Lucent GBE (4 x VC4) clues needed

(oops technical question in nanog, wearing my asbestos suit)

Consider this topology

GSR - 3750 --(GE over 4xVC4) - NSE100 - NSE100 --(GE over 4xVC4) -- 3550 - GSR

All other fibres are dark fibres, except marked.

When we ping either NSE100 <-> GSR leg, when there is no background traffic
there is no packet loss. If there is even few Mbps, lets say 10Mbps of
background traffic we get 1-5% packet loss on 1500 bytes, and bit
less packet loss on small packets. As background traffic increases
packet loss quickly increases.

We tried to replace (GSR-3750) with 7600, but same issue
persisted.

We've measured both Lucent GBE legs with having loop in other end
and pushing tests from EXFO and Smartbits gear through the loop,
no errors can be detected in RFC tests.

There isn't very much that can be configured in the Lucent, and we've
tried pretty much every setting. We've tried to set autonego on
and off in every gear in the path, without any changes to observed
behaviour. We've also tried to use use 1xVC4, without any changes
to the behaviour. All VC4's in given leg are using same path.
Even though we test the packet loss pinging from router link to
router link, same packet loss is experienced for transit traffic
also. We've tried to turn PXF off in NSE100. Packets between
NSE100 <-> NSE100 over dark fibre are not lost.

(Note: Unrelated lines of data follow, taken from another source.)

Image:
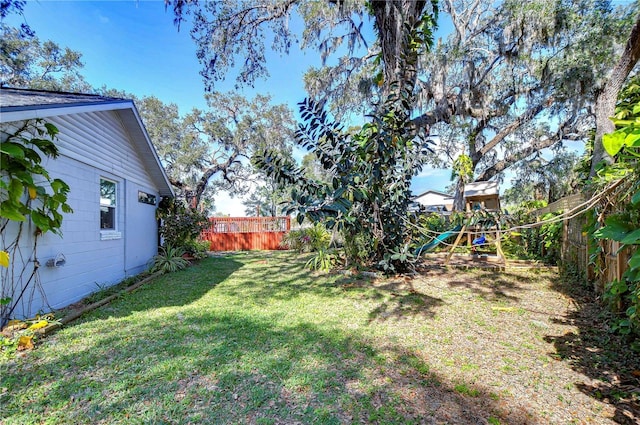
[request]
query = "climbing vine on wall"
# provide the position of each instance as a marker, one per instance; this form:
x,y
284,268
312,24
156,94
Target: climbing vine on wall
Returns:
x,y
29,200
623,226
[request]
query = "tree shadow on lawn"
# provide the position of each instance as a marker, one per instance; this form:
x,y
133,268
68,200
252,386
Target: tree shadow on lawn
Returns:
x,y
607,359
178,289
221,367
491,285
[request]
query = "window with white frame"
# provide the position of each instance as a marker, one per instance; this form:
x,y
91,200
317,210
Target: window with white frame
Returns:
x,y
108,196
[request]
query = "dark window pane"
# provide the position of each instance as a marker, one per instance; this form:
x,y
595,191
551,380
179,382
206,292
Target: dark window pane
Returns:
x,y
107,217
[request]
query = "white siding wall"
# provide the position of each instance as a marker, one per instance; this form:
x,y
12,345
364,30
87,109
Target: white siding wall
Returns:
x,y
94,146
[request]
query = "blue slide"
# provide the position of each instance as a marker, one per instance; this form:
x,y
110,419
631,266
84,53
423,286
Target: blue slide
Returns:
x,y
436,241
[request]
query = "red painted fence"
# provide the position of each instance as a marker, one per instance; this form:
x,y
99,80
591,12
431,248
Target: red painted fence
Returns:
x,y
246,233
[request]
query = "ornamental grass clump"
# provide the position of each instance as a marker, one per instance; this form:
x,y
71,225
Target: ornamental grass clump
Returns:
x,y
169,260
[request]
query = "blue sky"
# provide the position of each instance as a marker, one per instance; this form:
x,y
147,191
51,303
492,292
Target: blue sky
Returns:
x,y
134,46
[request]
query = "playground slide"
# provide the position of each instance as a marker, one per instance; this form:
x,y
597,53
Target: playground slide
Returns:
x,y
436,241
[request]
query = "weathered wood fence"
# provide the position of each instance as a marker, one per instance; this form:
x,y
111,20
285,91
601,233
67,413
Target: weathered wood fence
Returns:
x,y
246,233
575,246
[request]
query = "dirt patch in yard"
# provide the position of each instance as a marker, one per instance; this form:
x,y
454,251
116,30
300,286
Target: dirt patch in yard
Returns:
x,y
519,346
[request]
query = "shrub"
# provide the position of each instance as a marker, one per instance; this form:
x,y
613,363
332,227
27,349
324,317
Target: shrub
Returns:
x,y
180,226
169,260
310,239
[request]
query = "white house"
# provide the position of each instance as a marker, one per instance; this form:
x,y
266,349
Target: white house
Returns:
x,y
116,182
434,200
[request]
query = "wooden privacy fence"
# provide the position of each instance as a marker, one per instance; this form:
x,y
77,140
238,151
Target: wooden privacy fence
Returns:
x,y
575,246
246,233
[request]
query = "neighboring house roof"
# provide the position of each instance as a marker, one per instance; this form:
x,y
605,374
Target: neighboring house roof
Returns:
x,y
23,104
481,189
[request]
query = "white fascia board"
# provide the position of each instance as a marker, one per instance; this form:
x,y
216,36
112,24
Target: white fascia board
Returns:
x,y
45,111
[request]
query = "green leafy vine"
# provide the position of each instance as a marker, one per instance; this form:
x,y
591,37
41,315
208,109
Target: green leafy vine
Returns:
x,y
28,195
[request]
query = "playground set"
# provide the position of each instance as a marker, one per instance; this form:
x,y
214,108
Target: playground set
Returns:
x,y
482,205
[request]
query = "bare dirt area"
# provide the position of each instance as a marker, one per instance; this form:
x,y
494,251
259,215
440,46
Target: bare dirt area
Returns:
x,y
521,345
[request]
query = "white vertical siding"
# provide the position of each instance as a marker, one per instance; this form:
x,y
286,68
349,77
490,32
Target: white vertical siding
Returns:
x,y
92,146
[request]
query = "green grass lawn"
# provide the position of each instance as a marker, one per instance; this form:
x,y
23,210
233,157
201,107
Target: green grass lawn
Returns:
x,y
256,338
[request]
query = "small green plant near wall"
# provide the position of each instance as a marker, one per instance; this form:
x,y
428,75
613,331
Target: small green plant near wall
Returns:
x,y
169,260
28,196
181,227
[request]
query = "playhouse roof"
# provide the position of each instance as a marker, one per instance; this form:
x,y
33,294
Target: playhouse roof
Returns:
x,y
481,189
24,104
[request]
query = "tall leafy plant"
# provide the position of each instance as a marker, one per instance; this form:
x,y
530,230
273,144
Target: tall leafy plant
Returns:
x,y
624,226
371,169
28,195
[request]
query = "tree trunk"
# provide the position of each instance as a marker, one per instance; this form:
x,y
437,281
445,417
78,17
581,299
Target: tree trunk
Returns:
x,y
606,99
390,17
458,197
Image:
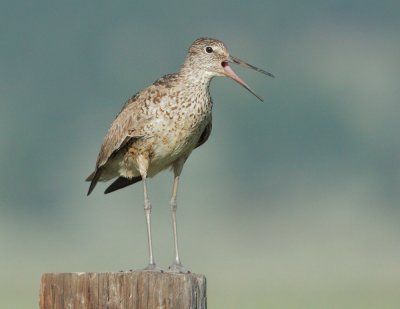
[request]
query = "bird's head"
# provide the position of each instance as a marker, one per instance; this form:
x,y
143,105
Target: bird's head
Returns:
x,y
210,57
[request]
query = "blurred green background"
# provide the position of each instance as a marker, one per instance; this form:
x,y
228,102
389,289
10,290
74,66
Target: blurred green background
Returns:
x,y
292,203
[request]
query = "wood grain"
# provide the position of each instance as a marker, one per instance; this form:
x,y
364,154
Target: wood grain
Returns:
x,y
138,290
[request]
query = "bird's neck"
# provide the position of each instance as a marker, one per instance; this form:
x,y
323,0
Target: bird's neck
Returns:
x,y
196,78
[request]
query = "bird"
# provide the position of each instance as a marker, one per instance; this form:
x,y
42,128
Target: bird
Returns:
x,y
160,126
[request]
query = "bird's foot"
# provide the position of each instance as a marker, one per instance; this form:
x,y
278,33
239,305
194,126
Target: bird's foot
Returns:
x,y
177,268
153,267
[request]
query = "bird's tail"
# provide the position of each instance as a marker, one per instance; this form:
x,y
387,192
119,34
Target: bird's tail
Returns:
x,y
122,182
93,178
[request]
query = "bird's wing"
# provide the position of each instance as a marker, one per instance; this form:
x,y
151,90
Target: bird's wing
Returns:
x,y
205,135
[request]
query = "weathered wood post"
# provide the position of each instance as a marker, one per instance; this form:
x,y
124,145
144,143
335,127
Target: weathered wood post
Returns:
x,y
133,290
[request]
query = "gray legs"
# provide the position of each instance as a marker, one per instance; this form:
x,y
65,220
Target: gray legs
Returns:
x,y
176,265
147,210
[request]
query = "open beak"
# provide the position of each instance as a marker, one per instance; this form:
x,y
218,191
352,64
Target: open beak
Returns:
x,y
230,73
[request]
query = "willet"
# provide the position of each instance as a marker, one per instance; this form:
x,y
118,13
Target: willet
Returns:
x,y
160,126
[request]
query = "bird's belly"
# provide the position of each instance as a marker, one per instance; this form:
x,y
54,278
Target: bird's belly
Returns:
x,y
168,147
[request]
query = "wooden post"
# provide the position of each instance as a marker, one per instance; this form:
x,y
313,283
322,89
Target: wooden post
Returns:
x,y
130,290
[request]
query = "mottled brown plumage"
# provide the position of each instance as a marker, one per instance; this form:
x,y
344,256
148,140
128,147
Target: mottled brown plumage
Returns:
x,y
161,125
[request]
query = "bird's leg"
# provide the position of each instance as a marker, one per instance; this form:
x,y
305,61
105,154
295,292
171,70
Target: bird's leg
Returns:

We're pretty much utterly without clues. All I can think off is
some obscure IFG issue, that is, NSE100 would have less than
perfect timing for IFG which would confuse Lucent regarding
what is part of which frame. Does stuff like this really
happen?

NSE100 drops bad IP packets in PXF and there is only shared
counter, so I can't tell if I get CRC for IP, I just
loose the packets. But IS-IS is not handled in PXF, and
I get %CLNS-4-LSPCKSUM and %CLNS-3-BADPACKET messages
over both Lucent legs, but not between the NSE100's.
So I assume the packets are not dropped, but broken.

I swear next time I'll complain about some political issue,
thanks,

Silly question (considering that you stated that IS-IS is borked also,
which is not handled by PXF - but did you try disabling PXF?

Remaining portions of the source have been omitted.